だが束の連絡を無視したとすれば、とんでもない仕打ち――というか自分が壊れかねない可能性があったがために仕方なく出るしかなかった。前回に連絡を一度無視していることも考慮として考えれば、とてつもなく恐ろしいものが待っていただろうと想像し、思わず鳥肌がたってしまうほどだった。
そのおかげで手段が絞られてしまった一夏ではあったが、ラウラに近づいて監視が行えなくなっただけしか影響がなく、それ以外の事――特にこれから行おうとしている事に関しては一つも問題がなくなった。ラウラと会話している際に束から待っていたメールが届いており、ここに来るまでに一通り読み通していた。
「それにしても、面白いこと考えているなんてね…… 私たち以外にも興味を持つことには驚いたけど」
メールの内容を思い出していた一夏は思わずにやけていた。こんなにも面白そうなことをしようとしているならば、束の協力をしない理由が一つもないほどで、楽しみで仕方がなかった。
そのためにも一夏はさっそくその準備に取り掛かろうと考えていたが、その前にさっきから後ろをついてきている彼女をどうにかしなければならかった。
「で、何でさっきから笑みを浮かべながらこちらを見ているのですか?」
「あら、さっきまでにやけていたあなたには言われたくない言葉ね」
IS学園の生徒会長であり、ラウラとの一件の後から付いてきていた楯無に、一夏はようやく声をかけた。無視して行こうとも考えたが、無視していたらこのまま付いてくるだろうと思い、楯無から離れるために話しかけることにした。
一番会って面倒なのが楯無ではあるのだが、IS学園に潜入するとどうしても彼女に会っているような気がする。何かしらのエスパーでもあるのだろうかと思わず思ってしまうが、監視カメラなどがあることからして、生徒会長権限などで閲覧することが可能であろうと考えた。そうなると毎回来るたびに面倒な対処をしなければならないのだが、対処方法を調べるのには逆に手っ取り早いと、逆にポジティブとして考えていた。
「それで、今度は何を行おうとしているのかしら? クラス対抗戦みたいな行為をするのであれば、今すぐあなたを止めないといけないのだけど」
「あら、そのおかげで無人機を対処したのは私よ? ここの生徒会長様は恩人に手を出すのかしら?」
「侵入者であることには変わりがないでしょ? それに先ほど、IS学園の生徒に手を出しているというのに見逃すとでも?」
やっぱりどこかで見ていたのかと一夏は思うが、見ていたのであれば好都合だった。見ていたという事は一夏の実力を知り、生身で戦えば勝ち目がないという事は理解しているはずだ。

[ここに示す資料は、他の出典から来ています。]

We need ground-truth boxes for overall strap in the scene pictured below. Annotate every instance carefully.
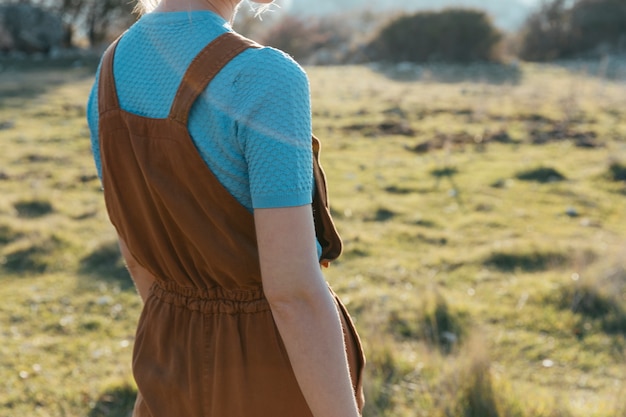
[98,36,121,113]
[168,32,261,125]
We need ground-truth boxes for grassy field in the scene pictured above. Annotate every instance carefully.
[0,59,626,417]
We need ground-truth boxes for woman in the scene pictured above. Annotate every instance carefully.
[88,0,364,417]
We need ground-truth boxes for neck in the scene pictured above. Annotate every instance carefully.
[154,0,240,23]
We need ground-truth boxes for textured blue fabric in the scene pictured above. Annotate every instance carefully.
[87,11,313,211]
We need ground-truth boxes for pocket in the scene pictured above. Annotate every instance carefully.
[330,290,365,409]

しかし気になるのが、勝ち目がないと解っているはずなのに余裕の笑みを浮かべていることだ。何を考えているのか解らない一夏は、楯無に探りを入れてみることにしてみた。
「なら、私の実力は知っているでしょ? 生徒会長を簡単に倒せるくらいなんて」
「確かにそうね。だけどあなた、人を殺すつもりなんてないのでしょ? 何度も私とあっているけど逃げる行為しかしてこないし、先ほど生徒に殴ったようだけども殺すまでにはいっていない。ここの生徒を殺すつもりなんてないのはなんとなく推測できるわ」
「それでその余裕ね……だけどこんなに近づいて、気絶させられるとは思わないのかしら?」
「無暗に殴ったり武器を使って攻撃を仕掛けたりしないことも推測済みよ。ラウラ・ボーデヴィッヒには殴ったようだけど、あれは状況が悪かったから仕方なく殴ったように見えたわ」
「……本当にめんどくさいわね」
完全に読まれている――と一夏は思った。さすが更識家当主というべきなのだろうかとも思うが、とりあえずどうやってこの場からいなくなる方法を模索した。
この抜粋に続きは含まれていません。